Cast: Shirish Saravanan, Chandhini Tamilarasan, Anupama Kumar, Jayakumar
Everyone loves an intriguing murder mystery from time to time. Sometimes, these mysteries end up being real-life documentaries that nobody has yet to crack open. Plenty of fiction writers take cue from these real life incidents and often magnify the underlying elements - a villain who combines a perfect combination of evil, street smarts, and intelligence. A middleman who gets caught in the events and faces the prospect of a miscarriage of justice. Usually, this leads to them becoming a detective so as to prove their innocence. And then, even more official detectives get involved, as one just won’t do. Raja Ranguski, directed by Dharanidharan, reads just like the outline of such a novel.

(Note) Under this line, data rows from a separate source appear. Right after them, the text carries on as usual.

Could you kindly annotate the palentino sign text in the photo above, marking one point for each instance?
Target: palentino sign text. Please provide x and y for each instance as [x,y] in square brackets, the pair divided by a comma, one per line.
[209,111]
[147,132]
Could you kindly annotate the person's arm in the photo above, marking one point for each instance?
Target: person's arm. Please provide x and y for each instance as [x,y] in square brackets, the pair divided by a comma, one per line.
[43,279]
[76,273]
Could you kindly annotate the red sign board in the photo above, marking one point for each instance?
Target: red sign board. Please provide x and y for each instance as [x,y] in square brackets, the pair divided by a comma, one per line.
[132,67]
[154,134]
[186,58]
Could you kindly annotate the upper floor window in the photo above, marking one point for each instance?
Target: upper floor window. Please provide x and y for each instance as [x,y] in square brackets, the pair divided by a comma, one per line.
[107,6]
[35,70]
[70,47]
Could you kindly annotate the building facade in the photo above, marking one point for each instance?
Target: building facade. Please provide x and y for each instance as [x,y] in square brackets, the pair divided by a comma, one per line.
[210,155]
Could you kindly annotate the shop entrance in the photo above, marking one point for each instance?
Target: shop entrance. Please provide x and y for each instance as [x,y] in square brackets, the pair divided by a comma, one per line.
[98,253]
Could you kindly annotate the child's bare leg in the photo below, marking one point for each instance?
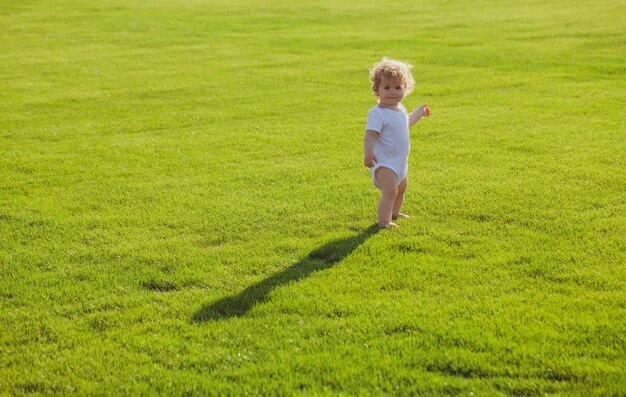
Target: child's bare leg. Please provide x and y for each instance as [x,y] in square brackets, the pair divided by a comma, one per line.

Raja (Shirish) is an inexperienced constable in charge of a beat where an enigmatic novel writer Ranguski (Chandhini Tamilarasan) lives in a gated community. Of course, he’s attracted to her and wishes to somehow take her out on a date. With the help of a fellow resident Maria (Anupama Kumar,) he hatches a plan to pose as a stalker over the phone, since Ranguski often has contrary impulses. In doing so, he hopes that Ranguski would rather want to meet than shy away. The plan succeeds, but then, Raja begins to receive mysterious calls that mimic his own voice. The stranger threatens to murder Ranguski and Raja is now in a panic. What then transpires is that Maria ends up being killed! Given the suspicious circumstances under which Raja found himself - the phone stalking and communications with Maria - the CBI puts the blame on him. A no-nonsense cop KK (Jayakumar) is investigating this, and it’s a race against time for Raja to get clean and find the actual murderers.
With his good physique Shirish is aptly cast as a cop and he has also given an impressive feat. Chandhini has a meaty role and had lots of scope, but the dusky actress has utilized it only partially. Anupama Kumar proves her versatility in a brief yet important role. All others Jayakumar, Sathya and Vinod do their part well. While Dharanidharan’s intelligent writing in investigation portions are quite intriguing, the hurried romantic segment is not convincing. Also, the director who deliberately brings in few elements to mislead the audiences eliminates them soon, thus giving away the suspense. The first half is quite gripping, but the same cannot be said post interval.
Technically, Yuvan Shankar Raja’s background score is the biggest plus for the movie and Yuvaa’s lighting and shot division elevates the film’s mood. Had Dharanidharan concentrated on a better screenplay, it would have made bigger impact!